I'm believe I'm through the 5 stages of red pill acceptance. I'm not angry, not depressed, I have accepted it. But I'm a kid with dynamite. I have no skills. Red pill behavior is not automatonic. I've read everything I can get my hands on, but not sure how to practice any of this within the marriage setting, when we are literally hanging by a thread.
I've been relatively cool since I read the book, no over-emotionality. I have pushed back several times on some things that I felt I was getting emasculated on (she didn't know what to make of it, but claimed more lack of safety)
I see her now completely differently now. I see everything completely differently. I understand she operates on context, not content. She lives in how she feels. Her emotional filter is the "truth" to her. I understand I am in control of her attraction. But I have no practice in game.
Our session with the separation therapist is next week. Then this happens...
3 days ago I express some concern about a 3rd party entering the mix and escalating... concern around losing time my kids. We share a hug and tears (reserved on my part), she actually allows me to hold her while she cries. I hold her while she sobs. This was the first moment in a long time where I'm able to legitimately care for her. I'm not trying to solve anything. I don't want anything from her. I can see her as the hurt 7 year old she is deep down. She felt safe and I could tell.
The next day, out of nowhere, she sends me a link to the workshop I asked her to go to over a year ago. It's all about communication and repair. She says "I know this may be frustrating but we have a lot to communicate about and I came across this". She "came across" the exact workshop I asked her to go to over a year ago.

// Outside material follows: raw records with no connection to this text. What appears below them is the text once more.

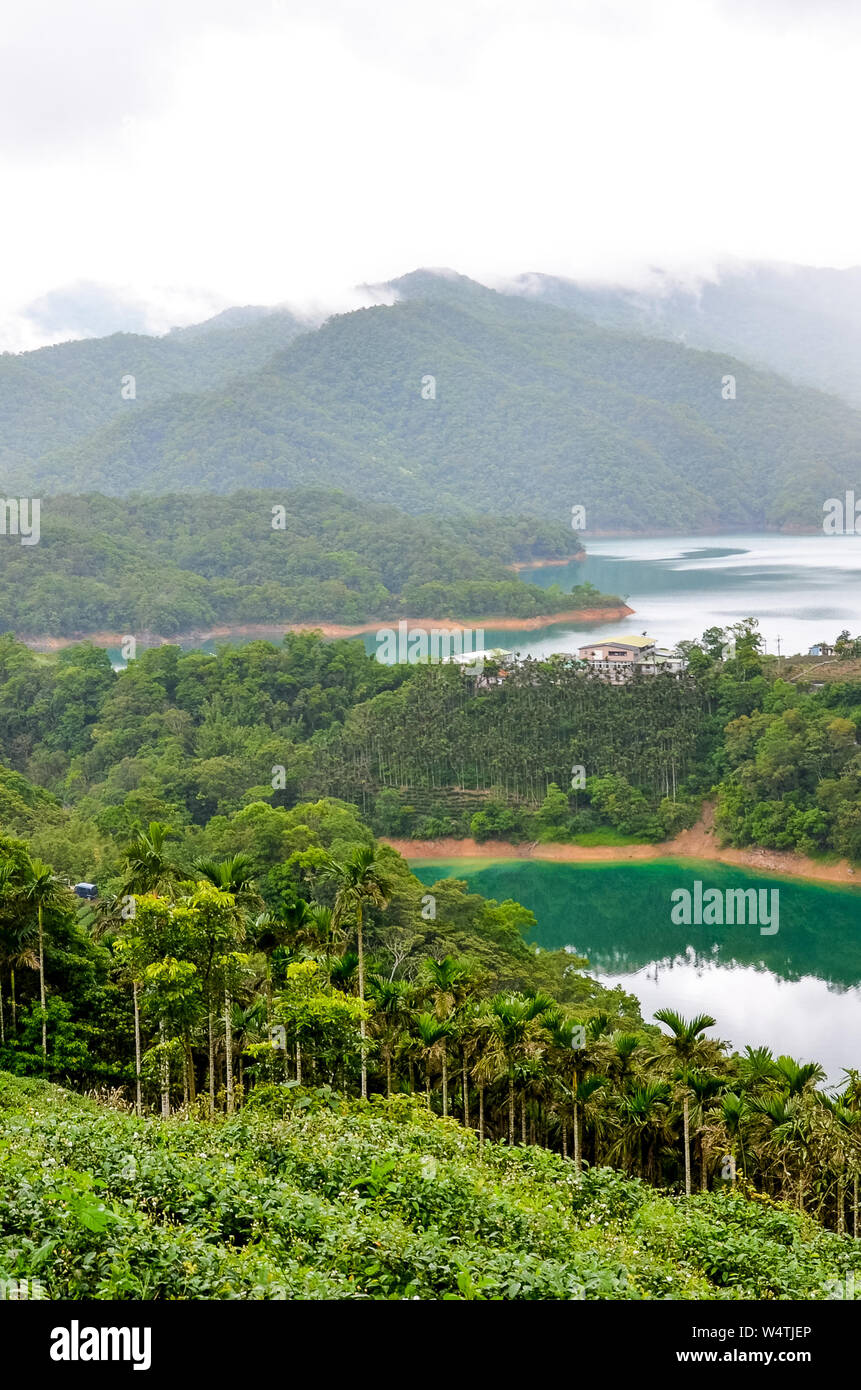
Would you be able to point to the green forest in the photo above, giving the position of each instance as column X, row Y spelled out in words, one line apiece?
column 533, row 409
column 170, row 565
column 264, row 998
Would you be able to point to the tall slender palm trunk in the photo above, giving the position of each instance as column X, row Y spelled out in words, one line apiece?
column 166, row 1094
column 228, row 1052
column 138, row 1101
column 362, row 1027
column 42, row 988
column 212, row 1065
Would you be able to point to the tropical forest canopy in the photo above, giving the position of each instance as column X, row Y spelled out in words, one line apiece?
column 356, row 1044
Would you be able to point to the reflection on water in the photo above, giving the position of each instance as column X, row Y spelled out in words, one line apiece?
column 801, row 588
column 797, row 991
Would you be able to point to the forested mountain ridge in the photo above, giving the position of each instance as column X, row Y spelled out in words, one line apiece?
column 533, row 409
column 175, row 563
column 53, row 396
column 801, row 321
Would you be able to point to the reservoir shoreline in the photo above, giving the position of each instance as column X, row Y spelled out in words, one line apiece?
column 696, row 844
column 42, row 642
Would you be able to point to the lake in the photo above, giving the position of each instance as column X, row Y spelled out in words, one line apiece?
column 801, row 588
column 797, row 991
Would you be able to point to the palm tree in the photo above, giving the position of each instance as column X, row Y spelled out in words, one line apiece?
column 46, row 890
column 391, row 1004
column 99, row 919
column 362, row 879
column 447, row 980
column 687, row 1047
column 644, row 1122
column 148, row 865
column 234, row 877
column 431, row 1036
column 515, row 1027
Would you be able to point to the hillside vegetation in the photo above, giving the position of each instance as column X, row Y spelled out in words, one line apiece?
column 536, row 410
column 310, row 1196
column 801, row 321
column 166, row 565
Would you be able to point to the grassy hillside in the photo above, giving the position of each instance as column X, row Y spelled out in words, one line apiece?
column 309, row 1196
column 536, row 410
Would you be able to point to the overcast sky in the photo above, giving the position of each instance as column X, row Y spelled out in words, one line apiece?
column 163, row 160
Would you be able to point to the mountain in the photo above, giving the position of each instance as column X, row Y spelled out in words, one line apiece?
column 171, row 563
column 797, row 320
column 54, row 396
column 458, row 398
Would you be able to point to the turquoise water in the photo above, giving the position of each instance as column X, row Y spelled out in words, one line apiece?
column 796, row 991
column 801, row 588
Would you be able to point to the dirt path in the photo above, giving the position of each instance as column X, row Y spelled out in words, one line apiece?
column 697, row 843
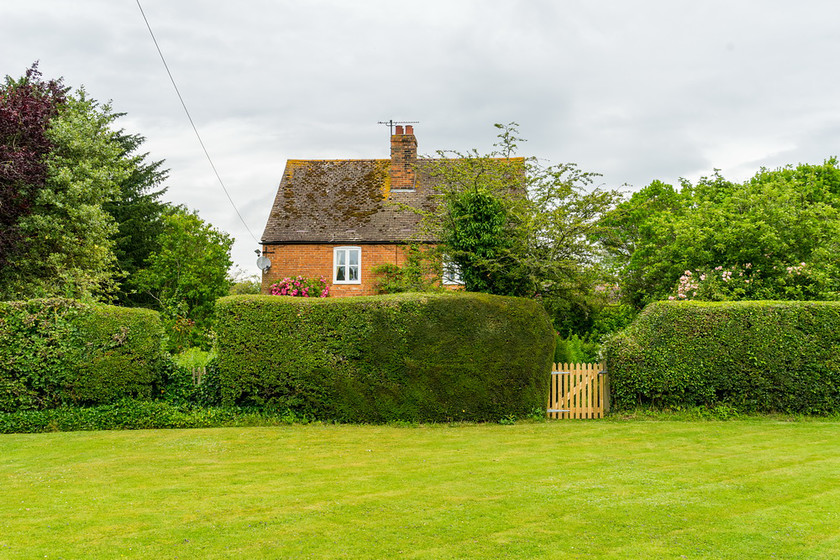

So we have appointments now for a mediator to hammer out a separation agreement (an hour next week), and a workshop to repair our relationship and learn communication (3 day workshop in 3 weeks). I think she's confused and was reacting to my care for her with a step toward repair, under the guise that we'll need this workshop anyway to talk about this kids.
My gut says to decline the mediator meeting until after the workshop. Use the time and the workshop to repair. But I need to learn, I need help. I don't know how to re-estalbish frame. I don't know how to be safe without giving away my power. I don't know how to lead her without being authoritarian.
I don't want to lose my wife, or my family. I am ready for that if that's what's required to be a better man. I am living the worst nightmare I have for my sons, so I'm ready if that's what it takes. But I'd like to save this.
I still do wonder how much of our disaster of a sex life was a result of my blue-pill bitchness, or her past abuse and intimacy issues. I suspect maybe 80/20? Saving us is still a bet that she can relax into her feminine in a way she never has. I don't know what's possible with her sexually even if I never break frame for the rest of my life.
I welcome any feedback, resources, your analysis of what's going on, action plans, etc. You may say I deserve this, that I'm still a bitch. Maybe I do and maybe I am. But whether my marriage ends or not, I'm on the same path you're on... committed to being the best man I can be. We start where we start. I'm thinking about my boys. I want them to see a real man, and a real relationship, and that's going to happen no matter what. I'm Just trying to see if I can make it happen with their mom.